Abstract: SA-PO005
Data Preprocessing: A Key Factor in Large Language Models' Performance in Critical Care Nephrology
Session Information
- Augmented Intelligence, Large Language Models, and Digital Health
October 26, 2024 | Location: Exhibit Hall, Convention Center
Abstract Time: 10:00 AM - 12:00 PM
Category: Augmented Intelligence, Digital Health, and Data Science
- 300 Augmented Intelligence, Digital Health, and Data Science
Authors
- Sheikh, M. Salman, Mayo Clinic Minnesota, Rochester, Minnesota, United States
- Thongprayoon, Charat, Mayo Clinic Minnesota, Rochester, Minnesota, United States
- Qureshi, Fawad, Mayo Clinic Minnesota, Rochester, Minnesota, United States
- Miao, Jing, Mayo Clinic Minnesota, Rochester, Minnesota, United States
- Craici, Iasmina, Mayo Clinic Minnesota, Rochester, Minnesota, United States
- Kashani, Kianoush, Mayo Clinic Minnesota, Rochester, Minnesota, United States
- Cheungpasitporn, Wisit, Mayo Clinic Minnesota, Rochester, Minnesota, United States
Background
In clinical evaluations, data is often encountered in the form of tables from outside sources. These tables can be processed as images or reformatted into text before being input into multimodal large language models (LLMs).
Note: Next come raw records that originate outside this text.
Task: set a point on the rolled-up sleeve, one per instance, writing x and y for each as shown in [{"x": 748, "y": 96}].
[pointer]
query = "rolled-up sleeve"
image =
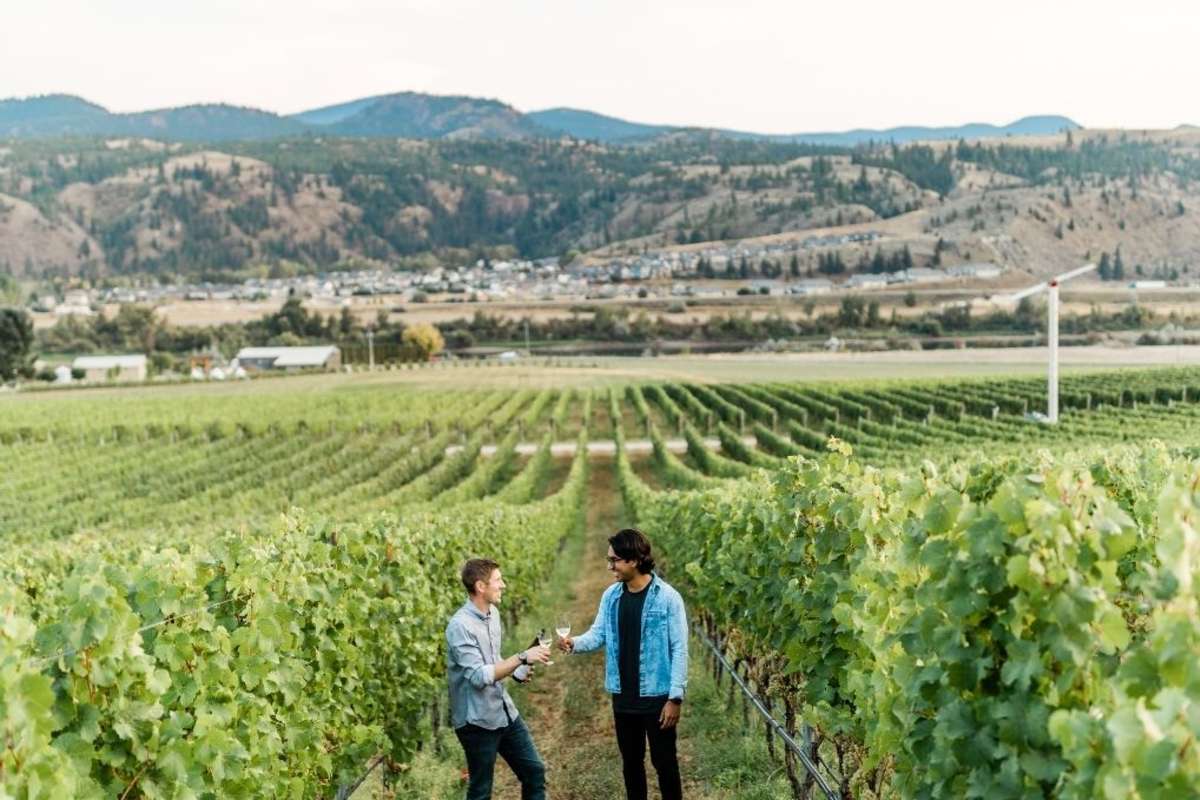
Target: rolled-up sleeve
[
  {"x": 594, "y": 638},
  {"x": 468, "y": 656},
  {"x": 678, "y": 641}
]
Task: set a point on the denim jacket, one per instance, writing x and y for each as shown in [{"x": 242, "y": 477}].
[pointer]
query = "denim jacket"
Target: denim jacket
[{"x": 664, "y": 657}]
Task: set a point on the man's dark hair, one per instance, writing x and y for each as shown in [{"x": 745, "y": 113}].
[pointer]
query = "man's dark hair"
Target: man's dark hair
[
  {"x": 631, "y": 545},
  {"x": 478, "y": 570}
]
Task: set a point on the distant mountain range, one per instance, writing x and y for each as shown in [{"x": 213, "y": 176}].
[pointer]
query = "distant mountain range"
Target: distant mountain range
[{"x": 415, "y": 115}]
The use of LLMs in medical education and decision-making is gaining traction. However, their accuracy in interpreting complex clinical data, particularly when presented as images rather than reformatted text, remains a concern. This study evaluates the impact of data formatting on the performance of ChatGPT-4 and Claude 3 Opus in answering critical care nephrology questions from the Kidney Self-Assessment Program (KSAP).
Methods
Fifty-six AKI and critical care nephrology questions from KSAP were reviewed, focusing on 46 questions that included tables with pertinent information such as laboratory values and diagnostic results. Initially, tables were inputted in an image-encoded format (screenshots), and the models' responses were recorded. Subsequently, the tables were reformatted into pure-text format, and the models were reassessed using the same questions. McNemar test assessed the statistical significance of the improvement in accuracy, and Cohen's Kappa test evaluated the agreement between pre-formatting and post-formatting answers for each model.
Results
In the initial run with tables in image-encoded format, ChatGPT-4 and Claude 3 Opus achieved accuracies of 50% and 43.5%, respectively. After reformatting from image-encoded format to pure-text based format, ChatGPT-4 and Claude 3 Opus' accuracies improved significantly to 73.9% and 60.87% (p<0.001), respectively. The Cohen's Kappa score for the agreement between GPT-4's pre-formatting and post-formatting answers is approximately 0.141, while the Cohen's Kappa score for the agreement between Claude 3 Opus's pre-formatting and post-formatting answers, after aligning the data for the same set of questions, is 0.350.
Conclusion
Data formatting significantly impacts the performance of LLMs in interpreting complex clinical data in critical care nephrology. Reformatting tables from image-encoded to pure-text format significantly improves the accuracy of ChatGPT-4 and Claude 3 Opus in answering KSAP questions. This highlights the importance of data preprocessing in optimizing LLM performance for clinical decision support.